30. The system of claim 26, wherein at least one of the data items
includes one of the document regions, one or more of the section
regions, and one or more of the passage regions.
31. The system of claim 26, wherein each of the document regions
includes a body of media that is contiguous in time.
32. The system of claim 26, wherein each of the section regions
includes a contiguous portion that pertains to a theme or topic
within one of the document regions.
33. The system of claim 26, wherein each of the passage regions
includes a contiguous portion that has a linguistic or structural
property within one of the section regions.
34. The system of claim 26, wherein the document regions, the
section regions, and the passage regions form hierarchies.

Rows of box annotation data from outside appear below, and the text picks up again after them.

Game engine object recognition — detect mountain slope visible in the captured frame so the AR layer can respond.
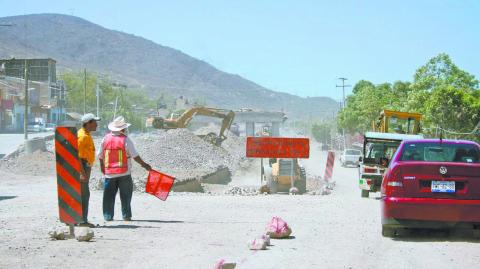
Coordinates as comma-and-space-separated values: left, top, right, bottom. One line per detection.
0, 14, 338, 117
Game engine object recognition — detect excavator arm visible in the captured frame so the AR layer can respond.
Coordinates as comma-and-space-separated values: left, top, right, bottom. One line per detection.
147, 107, 235, 146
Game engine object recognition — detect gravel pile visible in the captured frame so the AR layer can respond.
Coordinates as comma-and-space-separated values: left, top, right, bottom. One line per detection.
224, 187, 260, 196
0, 129, 246, 191
0, 146, 56, 176
307, 175, 334, 195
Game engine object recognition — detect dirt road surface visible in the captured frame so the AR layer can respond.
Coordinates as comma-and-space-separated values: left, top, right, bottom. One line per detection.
0, 148, 480, 268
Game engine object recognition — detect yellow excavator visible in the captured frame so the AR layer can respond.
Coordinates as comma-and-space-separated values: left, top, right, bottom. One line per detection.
372, 109, 422, 134
145, 107, 235, 146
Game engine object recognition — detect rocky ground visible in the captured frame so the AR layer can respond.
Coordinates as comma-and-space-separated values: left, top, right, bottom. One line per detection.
0, 126, 328, 195
0, 150, 480, 269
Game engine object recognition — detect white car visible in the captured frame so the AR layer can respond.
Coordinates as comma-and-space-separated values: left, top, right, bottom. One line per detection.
340, 149, 362, 166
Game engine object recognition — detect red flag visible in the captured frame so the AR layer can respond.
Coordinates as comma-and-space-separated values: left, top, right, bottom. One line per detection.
145, 170, 175, 201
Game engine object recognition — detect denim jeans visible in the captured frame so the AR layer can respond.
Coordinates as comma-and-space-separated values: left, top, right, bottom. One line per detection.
80, 159, 92, 223
103, 175, 133, 220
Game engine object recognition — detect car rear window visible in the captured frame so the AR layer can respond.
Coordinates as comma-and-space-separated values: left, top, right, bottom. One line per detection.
400, 143, 480, 163
347, 149, 361, 155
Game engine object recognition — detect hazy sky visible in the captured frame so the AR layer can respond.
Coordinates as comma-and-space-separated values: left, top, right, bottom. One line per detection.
0, 0, 480, 99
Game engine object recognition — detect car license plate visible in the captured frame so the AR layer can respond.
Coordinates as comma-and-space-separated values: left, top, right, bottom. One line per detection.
432, 180, 455, 192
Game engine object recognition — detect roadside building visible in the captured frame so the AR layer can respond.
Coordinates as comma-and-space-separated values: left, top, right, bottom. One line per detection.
0, 58, 65, 132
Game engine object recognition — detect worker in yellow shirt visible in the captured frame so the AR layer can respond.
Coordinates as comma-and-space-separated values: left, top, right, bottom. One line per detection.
77, 113, 100, 228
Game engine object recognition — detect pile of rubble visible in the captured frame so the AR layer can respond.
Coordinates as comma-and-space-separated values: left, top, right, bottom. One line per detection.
0, 129, 246, 191
0, 146, 56, 176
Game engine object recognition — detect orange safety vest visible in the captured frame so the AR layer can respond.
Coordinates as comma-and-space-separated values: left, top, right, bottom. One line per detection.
103, 133, 128, 175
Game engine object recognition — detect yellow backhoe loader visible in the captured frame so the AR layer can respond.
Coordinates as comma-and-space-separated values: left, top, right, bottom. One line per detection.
145, 107, 235, 146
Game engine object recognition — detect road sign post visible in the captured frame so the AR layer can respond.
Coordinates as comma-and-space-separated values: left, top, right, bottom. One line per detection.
246, 137, 310, 187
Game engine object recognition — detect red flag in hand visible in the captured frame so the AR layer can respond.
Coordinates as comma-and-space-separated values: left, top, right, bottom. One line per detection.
145, 170, 175, 201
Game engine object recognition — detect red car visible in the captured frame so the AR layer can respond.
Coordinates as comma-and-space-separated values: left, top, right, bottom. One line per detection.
381, 139, 480, 237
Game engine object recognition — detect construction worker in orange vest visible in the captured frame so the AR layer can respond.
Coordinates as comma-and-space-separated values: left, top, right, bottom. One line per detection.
98, 116, 152, 221
77, 113, 100, 228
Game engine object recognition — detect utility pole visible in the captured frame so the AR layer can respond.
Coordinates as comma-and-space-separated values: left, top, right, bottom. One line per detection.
96, 82, 100, 117
83, 68, 86, 113
335, 78, 351, 149
23, 59, 29, 140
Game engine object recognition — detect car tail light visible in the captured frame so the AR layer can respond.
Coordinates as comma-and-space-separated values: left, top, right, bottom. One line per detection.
382, 167, 404, 197
363, 166, 377, 174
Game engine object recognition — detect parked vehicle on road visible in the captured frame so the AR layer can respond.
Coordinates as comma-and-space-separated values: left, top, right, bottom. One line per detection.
359, 132, 423, 198
27, 122, 45, 133
381, 139, 480, 237
340, 149, 362, 167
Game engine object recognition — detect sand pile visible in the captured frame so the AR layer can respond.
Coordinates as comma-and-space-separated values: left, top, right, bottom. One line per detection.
0, 129, 246, 191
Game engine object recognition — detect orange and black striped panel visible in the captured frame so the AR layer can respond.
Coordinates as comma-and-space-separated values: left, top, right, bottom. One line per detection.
55, 127, 82, 224
323, 150, 335, 180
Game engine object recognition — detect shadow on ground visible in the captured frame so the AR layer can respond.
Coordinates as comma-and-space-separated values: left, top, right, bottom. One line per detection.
392, 229, 480, 243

35. The system of claim 26, wherein the document identifiers
uniquely identify corresponding ones of the document regions, the
section identifiers uniquely identify corresponding ones of the
section regions of corresponding ones of the document regions, and
the passage identifiers uniquely identify corresponding ones of the
passage regions of corresponding ones of the section regions and
corresponding ones of the document regions.
36. The system of claim 26, wherein when storing the document
identifiers, the loader is configured to: store, for each of the
document identifiers, in one of the document records, at least one
of a time the document region was created, a source of the document
region, a title of the document region, a time the document region
started, a country in which the document region originated, or a
language in which the document region was created.
37. The system of claim 26, wherein when storing the section
identifiers, the loader is configured to: store, for each of the
section identifiers, in one of the section records, at least one of
a start time of the section region, a duration of the section
region, or a language in which the section region was created.
38. The system of claim 26, wherein when storing the passage
identifiers, the loader is configured to: store, for each of the
passage identifiers, in one of the passage records, at least one of
a start time of the passage region, a duration of the passage
region, a name of a speaker in the passage region, a gender of a
speaker in the passage region, or a language in which the passage
region was created.
39. The system of claim 26, wherein the database is further
configured to store: a full text table that stores text relating to
the data items.
40. The system of claim 26, wherein the database is further
configured to store: a topic labels table that stores topics
relating to the section regions.
41. The system of claim 26, wherein the database is further
configured to store: a named entity table that stores names of
people, places, and organizations identified within the passage
regions, the section regions, or the document regions.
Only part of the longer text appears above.